Tarda e Falha - Parte 2

 

Sobre o julgamento da Petrobras na CVM (aqui a postagem de ontem), o mesmo foi adiado:

Foi adiado o desfecho do caso em que a Comissão de Valores Mobiliários (CVM) analisa se 17 ex-diretores e conselheiros de administração da Petrobrás violaram seu dever de diligência ao aprovar obras bilionárias da Refinaria Abreu e Lima (Rnest), em Pernambuco. O julgamento iniciado nesta segunda-feira, 24, foi suspenso por um pedido de vista do diretor Gustavo Gonzalez.
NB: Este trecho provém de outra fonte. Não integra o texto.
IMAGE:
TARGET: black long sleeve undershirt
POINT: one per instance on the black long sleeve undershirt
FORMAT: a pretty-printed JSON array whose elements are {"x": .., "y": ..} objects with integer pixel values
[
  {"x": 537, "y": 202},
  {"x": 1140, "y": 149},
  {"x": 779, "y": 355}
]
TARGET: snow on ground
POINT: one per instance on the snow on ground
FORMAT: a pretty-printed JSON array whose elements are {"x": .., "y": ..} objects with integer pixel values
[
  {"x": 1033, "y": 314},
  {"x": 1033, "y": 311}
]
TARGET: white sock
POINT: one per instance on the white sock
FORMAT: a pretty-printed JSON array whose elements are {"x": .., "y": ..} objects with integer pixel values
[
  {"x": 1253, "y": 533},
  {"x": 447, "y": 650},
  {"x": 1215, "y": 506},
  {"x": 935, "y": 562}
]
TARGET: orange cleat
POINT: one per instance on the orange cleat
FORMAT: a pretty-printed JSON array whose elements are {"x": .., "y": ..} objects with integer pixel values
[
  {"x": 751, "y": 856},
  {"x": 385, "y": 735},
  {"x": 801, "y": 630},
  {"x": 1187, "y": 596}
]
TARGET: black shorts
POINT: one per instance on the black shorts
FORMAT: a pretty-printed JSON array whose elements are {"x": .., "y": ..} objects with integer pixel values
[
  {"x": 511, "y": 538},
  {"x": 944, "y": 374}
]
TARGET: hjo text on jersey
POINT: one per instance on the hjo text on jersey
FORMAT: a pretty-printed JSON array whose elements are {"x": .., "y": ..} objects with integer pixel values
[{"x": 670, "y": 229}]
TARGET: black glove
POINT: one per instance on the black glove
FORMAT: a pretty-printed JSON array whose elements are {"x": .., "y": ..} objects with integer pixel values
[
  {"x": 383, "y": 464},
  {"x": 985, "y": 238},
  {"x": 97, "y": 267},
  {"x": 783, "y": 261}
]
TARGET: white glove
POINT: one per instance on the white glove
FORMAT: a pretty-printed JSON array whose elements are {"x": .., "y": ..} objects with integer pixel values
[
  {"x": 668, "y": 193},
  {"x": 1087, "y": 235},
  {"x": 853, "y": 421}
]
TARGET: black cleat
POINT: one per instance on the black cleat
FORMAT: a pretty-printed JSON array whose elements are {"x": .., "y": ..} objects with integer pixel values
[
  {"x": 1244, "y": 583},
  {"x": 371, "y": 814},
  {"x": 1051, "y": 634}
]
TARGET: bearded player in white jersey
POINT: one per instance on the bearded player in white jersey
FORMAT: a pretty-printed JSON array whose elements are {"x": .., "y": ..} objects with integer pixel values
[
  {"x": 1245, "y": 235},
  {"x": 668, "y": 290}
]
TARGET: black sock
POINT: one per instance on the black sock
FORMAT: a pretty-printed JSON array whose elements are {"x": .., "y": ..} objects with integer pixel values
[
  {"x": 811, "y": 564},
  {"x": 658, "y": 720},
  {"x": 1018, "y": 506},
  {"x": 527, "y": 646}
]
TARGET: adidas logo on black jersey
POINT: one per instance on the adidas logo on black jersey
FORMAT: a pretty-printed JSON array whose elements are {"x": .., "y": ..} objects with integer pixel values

O relator do caso, Henrique Machado, votou por condenações que somariam R$ 10,5 milhões ao grupo. (Mariana Durão, Estado de S Paulo, 25 de agosto de 2020)

Confesso que não entendo bem. A CVM usa o SEI para seus processos eletrônicos. Isto permite que o relator do caso possa disponibilizar o assunto com antecedência e os outros membros acompanharem seu parecer (ou pelo menos estudar os documentos). Qual o sentido de "pedir vista"? Confesso que não entendo. Isto deveria ser proibido ou coibido em qualquer entidade do setor público que estivesse julgando algo. 

É possível a convivência entre ESG e Valor?

Robert Armstrong escreve sobre os limites dos investimentos ambientas, sociais e de governança (ESG). Há uma crítica bem fundamentada nos argumentos. Alguns trechos a seguir (O Apelo Dúbio do Investimento ESG, 25 de agosto de 2020, Financial Times e Valor Econômico)

Portanto os apoiadores do ESG têm razão de que as empresas não podem sempre maximizar os lucros de longo prazo por pretender fazer isso. Elas têm de ter como meta fornecer produtos excelentes, o que cria lucro como efeito colateral. Em muitos casos, a excelência gera bons resultados para as partes interessadas também, que vão desde investimentos nos funcionários até baixas emissões de carbono. Mas isso não significa que os retornos dos acionistas e o bem social sempre possam se alinhar. E existe um caminho importante no qual esses dois fatores têm de se separar.

Este é um primeiro ponto. Nem sempre ESG significa valor (ou retorno dos acionistas). 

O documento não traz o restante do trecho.